Он удостоверился, что никто на него не смотрит и молча проскользнул под бизонью шкуру.

В ту минуту, когда он осматривался в последний раз кругом, капатац, лежавший поперек палатки, тихо приподнял голову и пристально посмотрел на место, занимаемое краснокожим.

Не подозрение ли зародилось у мексиканца? Не приметил ли он уход и возвращение ароканского вождя?

Через минуту он опустил голову и на неподвижном лице нельзя было прочесть мыслей, волновавших его.

Остаток ночи прошел спокойно.

Глава V

КРЕПОСТЬ ЧИЧИМЕК

Всходило солнце; лучи его играли на пожелтевших листьях деревьев и расцвечивали их тысячью оттенков пурпурных и золотых. Птицы весело щебетали; пробуждение природы было великолепно и величественно, как во всех горных странах.

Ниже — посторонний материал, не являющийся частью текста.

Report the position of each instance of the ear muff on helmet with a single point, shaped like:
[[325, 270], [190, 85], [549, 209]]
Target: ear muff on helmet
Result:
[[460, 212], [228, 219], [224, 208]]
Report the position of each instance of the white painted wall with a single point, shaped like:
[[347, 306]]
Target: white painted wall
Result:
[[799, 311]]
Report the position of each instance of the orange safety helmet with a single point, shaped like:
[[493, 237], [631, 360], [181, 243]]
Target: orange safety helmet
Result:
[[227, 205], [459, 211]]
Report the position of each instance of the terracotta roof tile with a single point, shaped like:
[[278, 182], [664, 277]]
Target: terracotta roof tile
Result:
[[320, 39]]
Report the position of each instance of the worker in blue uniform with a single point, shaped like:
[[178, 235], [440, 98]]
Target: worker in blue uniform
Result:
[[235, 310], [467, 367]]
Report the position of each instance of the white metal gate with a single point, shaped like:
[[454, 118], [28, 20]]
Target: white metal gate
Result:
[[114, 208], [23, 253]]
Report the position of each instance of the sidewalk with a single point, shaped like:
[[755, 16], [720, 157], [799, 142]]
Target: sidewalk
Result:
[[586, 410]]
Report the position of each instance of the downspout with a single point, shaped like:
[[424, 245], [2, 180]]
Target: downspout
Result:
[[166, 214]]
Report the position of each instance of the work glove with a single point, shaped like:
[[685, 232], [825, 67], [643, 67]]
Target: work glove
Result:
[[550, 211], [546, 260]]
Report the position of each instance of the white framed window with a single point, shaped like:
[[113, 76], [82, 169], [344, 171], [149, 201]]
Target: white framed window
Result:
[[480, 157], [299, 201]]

Начальник каравана вышел из палатки и приказал снимать лагерь. Палатка немедленно была сложена, лошаки навьючены, лошадь оседлана и все отправились в путь без завтрака; завтракали обыкновенно в одиннадцать часов, когда останавливались отдохнуть во время дневного жара.

Караван направлялся по дороге из Санта-Фе, с быстротой необыкновенной в подобных обстоятельствах, что необходимо в этих странах, опустошаемых многочисленными шайками индейцев и, кроме того, луговыми пиратами, разбойниками еще более опасными, которые, нападают из засады на караваны, безжалостно убивают и грабят путешественников.